Reputation: 3619
I was attempting to do a sed
replacement in a binary file however I am beginning to believe that is not possible. Essentially what I wanted to do was similar to the following:
sed -bi "s/\(\xFF\xD8[[:xdigit:]]\{1,\}\xFF\xD9\)/\1/" file.jpg
The logic I wish to achieve is: scan through a binary file until the hex code FFD8
, continue reading until FFD9
, and only save what was between them (discards the junk before and after, but include FFD8
and FFD9
as the saved part of the file)
Is there a good way to do this? Even if not using sed
?
EDIT: I just was playing around and found the cleanest way to do it IMO. I am aware that this grep statement will act greedy.
hexdump -ve '1/1 "%.2x"' dirty.jpg | grep -o "ffd8.*ffd9" | xxd -r -p > clean.jpg
Upvotes: 35
Views: 48064
Reputation: 133
Old question, but,
xxd infile | sed 's/xxxx xxxx/yyyy yyyy/' | xxd -r > outfile
is probably the simplest and most reliable solution. Similar to the edit in the OP.
Upvotes: 9
Reputation: 7407
bbe is a "sed for binary files", and should work more efficiently for large binary files than hexdumping/reconstructing.
An example of its use:
$ bbe -e 's/original/replaced/' infile > outfile
Further information on the man page.
Upvotes: 53
Reputation: 129549
Also, this Perl might work (not tested, caveat emptor)... if Python is not installed :)

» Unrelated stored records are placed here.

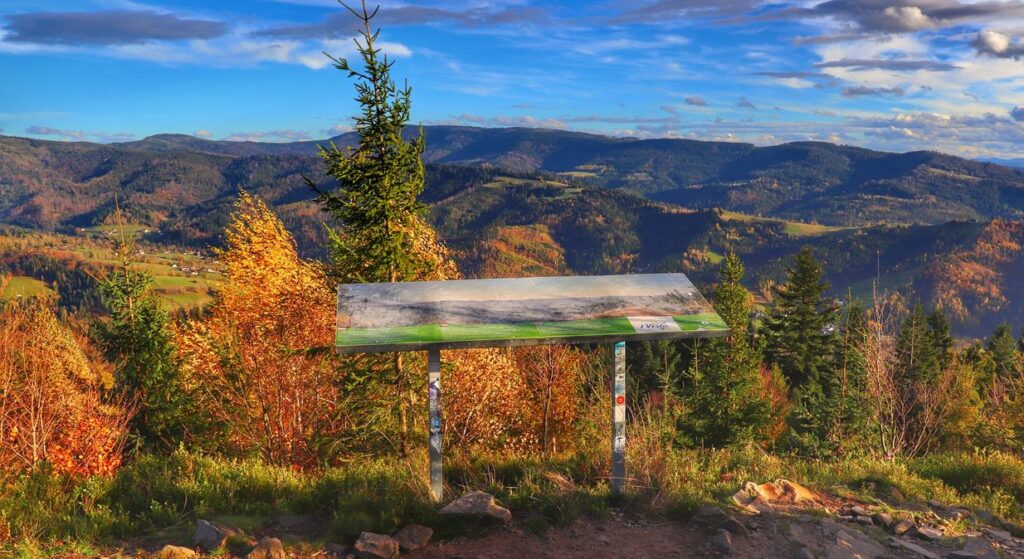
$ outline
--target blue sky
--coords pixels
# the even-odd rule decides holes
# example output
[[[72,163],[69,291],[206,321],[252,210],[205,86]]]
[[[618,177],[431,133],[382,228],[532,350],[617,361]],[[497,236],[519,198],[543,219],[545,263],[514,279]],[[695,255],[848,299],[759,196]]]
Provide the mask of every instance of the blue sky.
[[[382,0],[424,124],[1024,157],[1022,0]],[[0,130],[292,141],[347,130],[333,0],[5,0]],[[1020,107],[1018,107],[1020,106]]]

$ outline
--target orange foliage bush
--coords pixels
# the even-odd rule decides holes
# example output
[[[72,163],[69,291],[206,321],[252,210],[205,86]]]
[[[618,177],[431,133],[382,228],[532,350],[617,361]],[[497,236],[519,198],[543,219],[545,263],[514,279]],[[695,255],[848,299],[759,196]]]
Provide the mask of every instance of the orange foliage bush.
[[[178,332],[185,369],[236,452],[315,466],[338,427],[334,294],[256,197],[240,195],[225,241],[227,281],[209,316]]]
[[[105,401],[107,366],[40,303],[0,308],[0,340],[0,475],[112,474],[130,412]]]

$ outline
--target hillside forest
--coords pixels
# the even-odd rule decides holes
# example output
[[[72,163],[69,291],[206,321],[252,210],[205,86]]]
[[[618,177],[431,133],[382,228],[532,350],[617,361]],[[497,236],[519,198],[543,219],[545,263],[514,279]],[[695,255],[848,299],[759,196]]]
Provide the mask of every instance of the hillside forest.
[[[0,139],[0,547],[92,554],[278,510],[337,540],[434,522],[425,355],[336,354],[336,285],[654,271],[691,276],[732,336],[627,348],[633,506],[788,475],[1021,526],[1024,174],[413,130],[369,29],[358,65],[332,59],[355,131],[313,153]],[[609,360],[444,352],[448,483],[540,524],[600,511]]]

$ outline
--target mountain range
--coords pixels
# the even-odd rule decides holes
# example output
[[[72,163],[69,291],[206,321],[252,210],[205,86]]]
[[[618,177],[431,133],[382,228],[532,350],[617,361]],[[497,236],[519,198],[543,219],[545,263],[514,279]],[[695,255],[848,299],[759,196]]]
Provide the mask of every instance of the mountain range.
[[[736,250],[770,294],[789,255],[815,247],[839,295],[878,282],[939,302],[958,331],[1024,321],[1024,170],[934,152],[797,142],[611,138],[427,126],[431,220],[471,276],[685,271],[714,281]],[[415,134],[416,129],[409,129]],[[344,134],[327,141],[340,147]],[[150,240],[216,244],[238,189],[273,203],[306,254],[325,216],[320,142],[163,134],[93,144],[0,136],[0,223],[74,233],[118,203]],[[329,187],[329,184],[327,185]]]

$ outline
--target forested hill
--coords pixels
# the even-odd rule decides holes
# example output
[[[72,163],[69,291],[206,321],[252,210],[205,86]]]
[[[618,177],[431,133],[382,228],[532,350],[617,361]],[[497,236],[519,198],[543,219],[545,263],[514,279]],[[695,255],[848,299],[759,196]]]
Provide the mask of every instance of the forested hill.
[[[1011,204],[1024,196],[1019,171],[829,144],[756,148],[549,130],[425,132],[431,163],[423,200],[471,276],[671,270],[708,285],[722,255],[735,250],[750,268],[750,286],[765,294],[783,277],[789,256],[810,244],[837,295],[866,296],[877,275],[885,288],[941,301],[961,334],[985,335],[1002,319],[1024,320],[1024,284],[1015,281],[1024,271],[1024,227],[989,219],[1021,215]],[[315,142],[161,135],[100,145],[0,137],[0,223],[76,234],[109,224],[117,195],[131,222],[151,230],[148,240],[202,247],[219,244],[231,203],[245,188],[274,205],[305,254],[322,255],[324,216],[302,181],[304,174],[323,176],[311,152]],[[654,176],[689,186],[654,192],[645,186]],[[823,186],[832,183],[839,186]],[[890,184],[885,195],[878,194],[883,184]],[[921,193],[896,195],[896,184]],[[762,215],[752,211],[797,191],[816,194],[776,202],[781,209]],[[748,211],[709,209],[715,206]],[[833,219],[850,223],[838,227],[816,218],[819,211],[842,217],[858,208],[870,208],[877,219]]]
[[[755,147],[529,128],[427,126],[424,132],[428,162],[564,173],[576,182],[687,207],[854,226],[1024,215],[1024,170],[935,152],[885,153],[821,142]],[[351,145],[355,137],[333,141]],[[310,154],[317,143],[163,135],[120,146],[245,156]]]

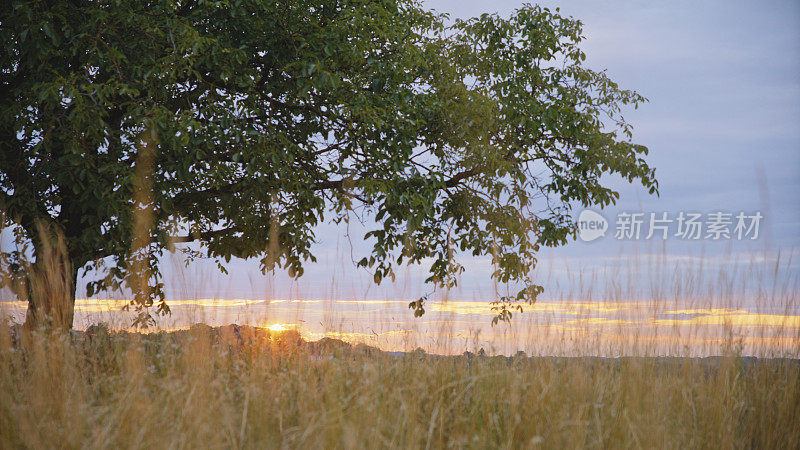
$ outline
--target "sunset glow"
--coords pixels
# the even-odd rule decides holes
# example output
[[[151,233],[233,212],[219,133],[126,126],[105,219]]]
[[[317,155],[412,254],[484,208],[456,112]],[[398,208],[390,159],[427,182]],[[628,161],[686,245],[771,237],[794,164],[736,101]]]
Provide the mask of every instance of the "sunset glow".
[[[79,299],[76,328],[105,322],[124,329],[131,313],[125,300]],[[197,322],[210,325],[266,323],[273,332],[298,330],[307,339],[334,337],[364,342],[385,350],[420,346],[432,353],[461,353],[473,346],[513,354],[568,354],[579,343],[598,352],[633,353],[649,348],[656,354],[675,349],[697,355],[718,354],[726,342],[740,342],[785,356],[800,356],[800,313],[778,313],[764,306],[698,307],[680,302],[540,301],[510,325],[490,325],[493,312],[484,301],[432,301],[429,311],[413,318],[403,300],[247,300],[196,299],[172,301],[172,315],[155,330],[185,329]],[[2,304],[18,321],[23,302]],[[153,331],[150,329],[148,331]]]
[[[269,331],[281,332],[293,329],[294,326],[285,323],[276,323],[265,328],[268,329]]]

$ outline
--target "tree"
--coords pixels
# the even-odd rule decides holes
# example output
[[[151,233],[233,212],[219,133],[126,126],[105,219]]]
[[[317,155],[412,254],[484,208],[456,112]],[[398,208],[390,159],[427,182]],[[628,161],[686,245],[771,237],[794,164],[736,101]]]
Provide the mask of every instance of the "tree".
[[[542,290],[537,250],[574,237],[572,208],[618,198],[604,175],[657,192],[620,115],[645,99],[584,67],[581,23],[557,10],[14,0],[0,35],[2,226],[32,248],[2,268],[35,271],[63,236],[64,327],[79,270],[102,274],[89,295],[132,288],[147,321],[169,311],[164,251],[300,276],[314,226],[354,214],[379,224],[358,262],[375,282],[432,261],[427,281],[453,286],[459,255],[491,255],[520,288],[495,302],[507,320]],[[28,301],[41,322],[46,299]]]

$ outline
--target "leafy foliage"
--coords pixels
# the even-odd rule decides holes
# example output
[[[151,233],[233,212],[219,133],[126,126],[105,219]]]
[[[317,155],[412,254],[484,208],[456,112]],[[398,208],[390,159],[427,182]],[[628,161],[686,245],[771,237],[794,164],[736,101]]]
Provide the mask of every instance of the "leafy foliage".
[[[491,255],[522,287],[495,305],[507,320],[541,292],[536,251],[574,236],[571,208],[617,199],[603,175],[657,192],[620,115],[644,98],[538,6],[451,22],[409,0],[15,0],[0,35],[3,227],[34,247],[37,222],[63,232],[76,270],[106,274],[90,295],[146,261],[134,306],[168,311],[164,250],[300,276],[315,225],[367,214],[375,282],[430,263],[453,286],[457,255]]]

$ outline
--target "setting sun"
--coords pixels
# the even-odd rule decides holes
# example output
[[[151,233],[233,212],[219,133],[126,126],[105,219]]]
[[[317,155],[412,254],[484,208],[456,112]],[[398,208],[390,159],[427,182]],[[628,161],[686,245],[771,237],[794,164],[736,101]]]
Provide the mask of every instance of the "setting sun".
[[[275,323],[265,328],[268,329],[269,331],[281,332],[281,331],[291,330],[292,328],[294,328],[294,325],[288,323]]]

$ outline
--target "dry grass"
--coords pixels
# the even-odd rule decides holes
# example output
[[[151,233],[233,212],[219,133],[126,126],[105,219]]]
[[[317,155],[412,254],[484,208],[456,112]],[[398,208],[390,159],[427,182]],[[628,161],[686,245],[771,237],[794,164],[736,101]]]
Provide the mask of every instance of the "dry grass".
[[[800,446],[796,360],[391,356],[0,332],[2,448]]]

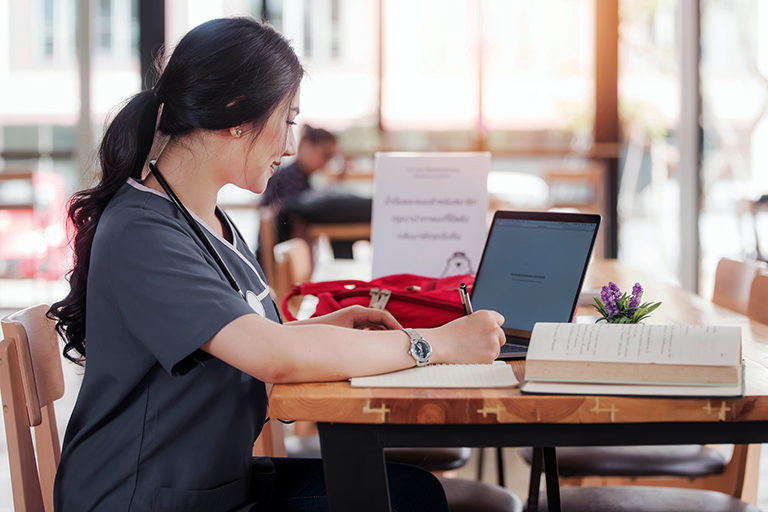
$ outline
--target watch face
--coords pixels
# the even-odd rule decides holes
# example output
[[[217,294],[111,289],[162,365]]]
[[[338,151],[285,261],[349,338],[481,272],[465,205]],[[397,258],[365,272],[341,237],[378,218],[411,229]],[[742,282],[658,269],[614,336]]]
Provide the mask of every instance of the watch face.
[[[429,358],[432,350],[429,343],[421,339],[413,344],[413,353],[416,357],[423,360]]]

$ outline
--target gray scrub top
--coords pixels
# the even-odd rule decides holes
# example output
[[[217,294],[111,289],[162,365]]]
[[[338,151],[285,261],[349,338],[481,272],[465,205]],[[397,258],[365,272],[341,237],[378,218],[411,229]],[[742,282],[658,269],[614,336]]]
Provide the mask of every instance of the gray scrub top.
[[[58,512],[252,506],[264,383],[200,347],[254,310],[279,320],[256,258],[233,227],[230,244],[198,223],[240,287],[258,297],[254,307],[164,194],[129,180],[99,220],[87,360],[56,474]]]

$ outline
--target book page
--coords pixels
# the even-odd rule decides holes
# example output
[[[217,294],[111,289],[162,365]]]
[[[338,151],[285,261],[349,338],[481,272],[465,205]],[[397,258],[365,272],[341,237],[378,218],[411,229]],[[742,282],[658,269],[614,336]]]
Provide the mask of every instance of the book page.
[[[741,364],[741,328],[537,323],[527,359],[737,366]]]
[[[742,385],[736,386],[654,386],[648,384],[571,384],[563,382],[526,381],[523,393],[545,395],[597,395],[597,396],[744,396]]]
[[[503,361],[435,364],[349,380],[355,388],[511,388],[518,384],[512,367]]]

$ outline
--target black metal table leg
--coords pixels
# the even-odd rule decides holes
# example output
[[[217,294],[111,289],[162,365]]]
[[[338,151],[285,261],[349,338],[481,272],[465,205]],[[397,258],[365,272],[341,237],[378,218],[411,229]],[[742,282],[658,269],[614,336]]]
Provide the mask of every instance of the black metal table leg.
[[[560,505],[560,472],[557,469],[557,453],[554,446],[544,449],[544,475],[547,479],[547,510],[562,512]]]
[[[334,512],[390,512],[384,452],[377,432],[339,423],[319,423],[318,429],[329,508]],[[354,479],[344,475],[354,475]]]
[[[496,447],[496,471],[499,475],[499,485],[504,487],[504,449],[501,446]]]
[[[539,446],[534,446],[531,458],[531,480],[528,483],[528,512],[539,512],[539,488],[541,486],[543,462],[543,449]]]
[[[482,482],[483,481],[483,452],[485,451],[485,447],[481,446],[477,449],[477,481]]]

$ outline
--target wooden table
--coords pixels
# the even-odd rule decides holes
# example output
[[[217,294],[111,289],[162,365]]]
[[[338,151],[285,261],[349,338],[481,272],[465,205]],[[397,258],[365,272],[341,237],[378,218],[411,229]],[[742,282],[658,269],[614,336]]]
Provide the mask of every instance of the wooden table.
[[[591,265],[585,288],[636,281],[662,301],[648,323],[739,325],[746,359],[743,398],[524,395],[518,389],[365,389],[348,382],[277,385],[270,415],[318,422],[333,511],[389,511],[386,446],[611,446],[768,441],[768,325],[630,270]],[[586,310],[586,311],[584,311]],[[582,307],[581,313],[591,308]],[[512,363],[522,381],[524,363]],[[540,452],[539,452],[540,453]],[[550,510],[559,506],[554,449],[545,450]],[[534,468],[535,469],[535,468]],[[538,488],[532,488],[538,496]]]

open(FILE, "file.jpg") || die "no open $!\n";
while (read(FILE, $buff, 8 * 2**10)) {
$content .= $buff;
}
@matches = ($content =~ /(\xFF\xD8[:xdigit:]+?\xFF\xD9)/g;
print STDOUT join("", @matches);
You need to add binmode(FILE); binmode(STDOUT);
on DOS or VMS after the open()
call - not needed on Unix.
Upvotes: 1
Reputation: 343135
Is there a good way to do this
yes of course, use an image editing tool such as those from ImageMagick (search the net for linux jpeg , exif editor etc) that knows how to edit jpg metadata. I am sure you can find one tool that suits you. Don't try to do this the hard way. :)
Upvotes: 2
Reputation: 400652
sed might be able to do it, but it could be tricky. Here's a Python script that does the same thing (note that it edits the file in-place, which is what I assume you want to do based on your sed script):
import re
f = open('file.jpeg', 'rb+')
data = f.read()
match = re.search('(\xff\xd8[0-9A-fa-f]+)\xff\xd9', data)
if match:
result = match.group(1)
f.seek(0)
f.write(result)
f.truncate()
else:
print 'No match'
f.close()
Upvotes: 2